The architecture in the South Park Street Cemetery reflects the grandeur of Europe in the 18th century – specially the love of Classicism – that the British carried with them to distant colonies. There is a unique blend of European Gothic and Indo-Saracenic styles, reflected in grand tombs and mausoleums decorated with columns, cupolas, domes, obelisks, sarcophagi and urns. It is interesting to note the absence of the symbols of Christianity. Perhaps, it is a reflection of the ‘Age of Enlightenment’ in 18th century Europe that saw a conscious move away from the established church and organised religion, towards the mysteries of the natural world created by God.

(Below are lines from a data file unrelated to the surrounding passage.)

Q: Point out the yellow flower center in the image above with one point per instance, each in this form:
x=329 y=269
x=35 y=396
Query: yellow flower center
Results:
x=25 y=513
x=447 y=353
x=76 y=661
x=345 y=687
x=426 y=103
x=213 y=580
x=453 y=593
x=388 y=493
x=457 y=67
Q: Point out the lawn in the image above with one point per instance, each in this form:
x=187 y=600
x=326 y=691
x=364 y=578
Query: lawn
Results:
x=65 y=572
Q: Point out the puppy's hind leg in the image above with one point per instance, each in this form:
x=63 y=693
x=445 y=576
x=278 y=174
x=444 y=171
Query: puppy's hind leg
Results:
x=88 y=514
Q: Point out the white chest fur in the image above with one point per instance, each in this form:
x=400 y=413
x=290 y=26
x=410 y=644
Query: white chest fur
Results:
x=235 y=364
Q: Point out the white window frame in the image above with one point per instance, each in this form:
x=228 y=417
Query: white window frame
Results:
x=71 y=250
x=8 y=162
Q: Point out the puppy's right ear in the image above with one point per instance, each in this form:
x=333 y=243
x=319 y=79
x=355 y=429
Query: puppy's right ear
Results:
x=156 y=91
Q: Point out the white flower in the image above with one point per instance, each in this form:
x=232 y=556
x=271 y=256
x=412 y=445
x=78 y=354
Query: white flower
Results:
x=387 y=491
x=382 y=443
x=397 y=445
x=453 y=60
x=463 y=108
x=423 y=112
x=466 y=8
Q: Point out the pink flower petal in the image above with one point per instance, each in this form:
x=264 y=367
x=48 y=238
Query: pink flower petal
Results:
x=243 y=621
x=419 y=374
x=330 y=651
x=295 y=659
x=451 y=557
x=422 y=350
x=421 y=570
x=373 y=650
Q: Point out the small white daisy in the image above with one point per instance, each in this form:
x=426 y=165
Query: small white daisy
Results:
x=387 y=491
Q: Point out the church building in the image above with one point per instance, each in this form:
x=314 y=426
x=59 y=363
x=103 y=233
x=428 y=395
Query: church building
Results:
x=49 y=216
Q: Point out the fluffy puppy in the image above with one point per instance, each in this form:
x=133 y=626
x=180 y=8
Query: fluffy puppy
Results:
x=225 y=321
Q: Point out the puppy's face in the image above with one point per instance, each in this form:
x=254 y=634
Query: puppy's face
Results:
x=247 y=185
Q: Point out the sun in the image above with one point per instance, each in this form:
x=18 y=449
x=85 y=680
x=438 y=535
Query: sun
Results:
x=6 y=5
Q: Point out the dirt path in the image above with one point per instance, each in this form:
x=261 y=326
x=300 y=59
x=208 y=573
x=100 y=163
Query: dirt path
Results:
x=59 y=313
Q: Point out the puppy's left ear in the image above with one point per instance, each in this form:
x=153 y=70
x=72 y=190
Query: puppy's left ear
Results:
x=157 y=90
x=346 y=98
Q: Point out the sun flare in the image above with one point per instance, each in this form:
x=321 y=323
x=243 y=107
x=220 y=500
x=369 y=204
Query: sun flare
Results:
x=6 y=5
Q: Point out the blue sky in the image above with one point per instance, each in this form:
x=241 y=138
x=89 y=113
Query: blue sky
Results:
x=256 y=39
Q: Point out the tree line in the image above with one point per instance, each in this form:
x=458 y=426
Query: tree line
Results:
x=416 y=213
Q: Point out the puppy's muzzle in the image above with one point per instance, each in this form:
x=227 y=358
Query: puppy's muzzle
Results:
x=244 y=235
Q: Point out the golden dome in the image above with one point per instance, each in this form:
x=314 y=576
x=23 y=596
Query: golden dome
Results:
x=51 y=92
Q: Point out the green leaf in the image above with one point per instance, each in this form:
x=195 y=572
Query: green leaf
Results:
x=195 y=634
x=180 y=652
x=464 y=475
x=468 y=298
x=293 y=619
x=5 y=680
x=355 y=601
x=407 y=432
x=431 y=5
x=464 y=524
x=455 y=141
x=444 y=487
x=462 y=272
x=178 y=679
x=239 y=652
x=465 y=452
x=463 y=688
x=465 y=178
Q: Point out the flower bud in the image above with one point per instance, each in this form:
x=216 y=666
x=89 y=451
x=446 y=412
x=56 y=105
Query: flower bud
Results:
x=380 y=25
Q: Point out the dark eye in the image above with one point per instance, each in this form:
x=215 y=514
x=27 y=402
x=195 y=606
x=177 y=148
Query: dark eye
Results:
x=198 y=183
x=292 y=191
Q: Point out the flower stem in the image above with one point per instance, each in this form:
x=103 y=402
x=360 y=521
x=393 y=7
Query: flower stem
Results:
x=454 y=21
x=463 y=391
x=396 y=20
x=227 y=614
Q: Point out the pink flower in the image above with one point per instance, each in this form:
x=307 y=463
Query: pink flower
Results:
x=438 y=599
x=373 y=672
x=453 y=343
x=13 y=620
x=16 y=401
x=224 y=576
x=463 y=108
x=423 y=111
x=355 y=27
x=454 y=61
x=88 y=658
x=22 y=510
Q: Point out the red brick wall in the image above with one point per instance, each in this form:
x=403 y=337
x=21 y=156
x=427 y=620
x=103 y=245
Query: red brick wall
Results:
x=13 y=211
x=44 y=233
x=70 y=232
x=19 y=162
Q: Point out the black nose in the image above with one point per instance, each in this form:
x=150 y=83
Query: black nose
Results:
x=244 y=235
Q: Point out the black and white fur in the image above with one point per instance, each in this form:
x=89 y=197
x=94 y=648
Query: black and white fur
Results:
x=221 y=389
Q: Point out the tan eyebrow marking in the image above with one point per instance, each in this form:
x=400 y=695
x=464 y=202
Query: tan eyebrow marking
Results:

The plaque at the gate of South Park Street Cemetery gives a list of the prominent personalities who were laid to rest here. The first person to be buried here was John Wood, a writer in the Customs House, but no trace remains of his gravesite. Among the well-known people resting here are Henry Louis Vivian Derozio, the Eurasian poet, teacher and reformer; Sir William Jones, Indologist and founder of the Asiatic Society, Major General John Garstin, architect of Calcutta’s Town Hall; Major General Charles (Hindoo) Stuart, an Englishman “gone native” who worshipped Hindu deities – his grave resembles an ancient Hindu temple as a testimony to his faith. Rose Aylmer, the ill-fated fiancĂ©e of the British poet Walter Savage Landor, who inspired Landor’s ‘Ode to Rose’, lies here in a unique grave with the poem inscribed at the base. Also resting here are, Elizabeth Barwell, who enchanted many a Company man with her beauty; Lr. Col. Robert Kyd, renowned botanist and founder of the East India Company’s Botanical Gardens; Lieutenant Colonel Colin Mackenzie, the first Surveyor General of India; George Bogel, the first British envoy to Tibet and Augustus Cleveland, Collector and Judge of the East India Company, who empowered Santhal tribes of Bihar to resist exploitation by money-lenders and was deified in the “Chilmil Temple” of Bhagalpur. There are the lesser-known lmpeys and the Princeps; Henry Vansittart and his wife, who was a descendent of Oliver Cromwell, Walter Landor Dickens, son of Victorian novelist Charles Dickens, Lady Anne Monson, a notable 18th century botanist and the great-granddaughter of King Charles II, lying beside her husband, Colonel Monson. The most poignant sights are the graves of children – the four years old, Warren Hastings Larkins – whom the parents describe lovingly as a child of uncommon intelligence, uncommon perception. The epitaphs proudly proclaim their claim to fame or simply their occupations – doctor, lawyer, architect, merchant, silversmith, civil servant, jail-keeper, aristocrats with hereditary titles, socialites with connections, breeder of cattle, livery stable-keeper, steward to the Governors-General, Governor General’s Bodyguard, park superintendent, surgeon, and also the undertaker – who during their lifetimes made British Calcutta the first city of the Raj.
An oasis of tranquility
just off the busy Park Street, this place is a repository of stories … and of
resilience. The ambience of the place is more impressive than the grandiose
structures and illustrious names. As I left the cemetery, I carried the stories
with me as a reminder, that even in death, life endures. South Park Street
Cemetery is not merely a burial ground; it is a chronicle of an age that is
gone but strangely endures, it boldly declares the presence of the British in
Calcutta: “we were here; we served; we are important; even death will not erase
us” … just as, some of us will leave an enduring legacy of our lives on the Internet.